As applicable to a similar state of facts, this court, in the case of Small v. Reeves, 14 Ind. 163, said: “Where a deed is made and accepted and possession taken under it, want of title will not enable the purchaser to resist the payment of the purchase-money, or recover more than nominal damages on his covenants, while he retains the deed and possession, and has been subjected to no inconvenience or expense on ac*276count of the defect of title. This is, in many of the cases, because the purchaser’s possession, being under color of title, may continue undisturbed for twenty years, and thus become perfect, and he be uninjured. And he may rely on the covenants in his deed for redress, if injury occurs.” This case has been approved and followed in many more recent eases, and has become a leading case on the subject embraced in the quotation we make from it. Van Nest v. Kellum, 15 Ind. 264; Hacker v. Blake, 17 Ind. 97; Sumner v. Coleman, 20 Ind. 486; Hanna v. Shields, 34 Ind. 84; Beal v. Beal, 79 Ind. 280; Gibson v. Richart, 83 Ind. 313. But it is insisted that the general principles recognized by the foregoing cases can not be made decisive of this case, because, under all the circumstances attending it, a period of forty years might elapse without extinguishing the adverse claim of the widow and all the children of Adam Appelman to that part of the farm which was set off to the widow.

In answer to that argument it may be said that the relief which may be afforded by lapse of time has only been given prominence in a class of cases, and then only in a rather incidental way. The doctrine announced as above in the case of Small v. Reeves, supra, really rests upon the broad and equitable principle that a purchaser of real estate ought not to be permitted to hold on to his deed and to the use and enjoyment of the premises, and, at the same time, resist the payment of the purchase-money. Sebrell v. Hughes, 72 Ind. 186.

No man is compelled to accept a defective title when he has bargained for or has reason to expect a good title, but if a defective title is accepted, and possession is taken under it, ‘under circumstances which do not entitle the purchaser to a rescission, such purchaser has no claim for anything more than nominal damages until eviction, either actual or constructive, occurs.

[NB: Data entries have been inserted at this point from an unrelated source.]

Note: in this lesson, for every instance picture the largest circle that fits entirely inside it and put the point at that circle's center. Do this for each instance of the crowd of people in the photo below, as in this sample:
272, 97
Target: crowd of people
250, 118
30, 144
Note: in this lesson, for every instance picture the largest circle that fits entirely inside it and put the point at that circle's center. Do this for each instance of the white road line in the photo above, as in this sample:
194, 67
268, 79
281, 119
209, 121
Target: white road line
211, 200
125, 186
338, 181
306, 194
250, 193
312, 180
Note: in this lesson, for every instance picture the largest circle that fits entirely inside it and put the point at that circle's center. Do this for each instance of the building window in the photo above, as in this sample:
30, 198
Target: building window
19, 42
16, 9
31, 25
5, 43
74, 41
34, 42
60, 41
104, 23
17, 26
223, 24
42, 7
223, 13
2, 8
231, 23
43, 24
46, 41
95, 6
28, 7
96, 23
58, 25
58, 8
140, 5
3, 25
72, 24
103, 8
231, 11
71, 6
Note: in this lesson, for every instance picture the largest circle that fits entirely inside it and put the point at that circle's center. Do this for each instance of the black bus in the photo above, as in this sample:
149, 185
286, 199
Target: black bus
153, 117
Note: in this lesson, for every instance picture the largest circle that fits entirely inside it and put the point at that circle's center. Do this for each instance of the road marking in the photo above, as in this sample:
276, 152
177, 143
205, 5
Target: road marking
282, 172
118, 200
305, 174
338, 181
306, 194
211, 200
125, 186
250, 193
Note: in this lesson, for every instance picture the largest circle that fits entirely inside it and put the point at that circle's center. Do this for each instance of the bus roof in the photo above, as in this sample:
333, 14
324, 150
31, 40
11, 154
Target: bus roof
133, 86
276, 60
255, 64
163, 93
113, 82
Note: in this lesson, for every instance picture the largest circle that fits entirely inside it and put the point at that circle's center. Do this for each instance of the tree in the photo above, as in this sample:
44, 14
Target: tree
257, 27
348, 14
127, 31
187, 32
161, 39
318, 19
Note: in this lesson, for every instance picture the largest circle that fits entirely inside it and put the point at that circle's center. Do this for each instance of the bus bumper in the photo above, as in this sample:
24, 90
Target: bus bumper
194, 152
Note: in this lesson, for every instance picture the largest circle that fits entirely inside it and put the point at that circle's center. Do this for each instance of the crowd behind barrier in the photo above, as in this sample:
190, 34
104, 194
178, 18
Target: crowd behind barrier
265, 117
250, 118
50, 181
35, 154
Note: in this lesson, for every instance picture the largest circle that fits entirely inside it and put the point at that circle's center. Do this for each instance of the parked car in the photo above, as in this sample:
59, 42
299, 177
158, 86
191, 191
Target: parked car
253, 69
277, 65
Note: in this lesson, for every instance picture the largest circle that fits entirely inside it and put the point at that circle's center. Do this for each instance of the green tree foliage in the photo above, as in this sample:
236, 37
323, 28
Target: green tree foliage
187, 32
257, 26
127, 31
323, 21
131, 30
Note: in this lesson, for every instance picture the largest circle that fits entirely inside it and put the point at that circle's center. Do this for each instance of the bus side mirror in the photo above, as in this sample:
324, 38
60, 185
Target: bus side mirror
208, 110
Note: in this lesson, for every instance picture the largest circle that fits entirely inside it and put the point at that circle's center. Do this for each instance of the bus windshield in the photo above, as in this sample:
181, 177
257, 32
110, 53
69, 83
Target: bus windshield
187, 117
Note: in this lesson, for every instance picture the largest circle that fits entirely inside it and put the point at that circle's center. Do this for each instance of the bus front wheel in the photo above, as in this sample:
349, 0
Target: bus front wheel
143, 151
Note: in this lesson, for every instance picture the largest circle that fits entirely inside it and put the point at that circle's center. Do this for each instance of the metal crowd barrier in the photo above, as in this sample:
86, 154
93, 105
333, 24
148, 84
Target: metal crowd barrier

It may be said generally that the relation which the purchaser of land not fully paid for bears to the vendor is the same in equity as that between landlord and tenant so far as *277the doctrine of estoppel is involved. Bigelow Estop. (3d ed.), 428, and authorities there cited. By the acceptance of an estate, the party accepting is estopped from denying the title under which- he holds. Co. Litt. 352a. A judgment will not be reversed because of a failure to assess or allow merely nominal damages. Platter v. City of Seymour, 86 Ind. 323.

Filed June 16, 1885.

Our conclusion, consequently, is that the cross complaint did not make a case for equitable relief of any kind in favor of the appellant; also, that no material injury was, in any event, inflicted upon the appellant by the sustaining of the demurrer to the second paragraph of his answer.

The judgment is affirmed, with costs.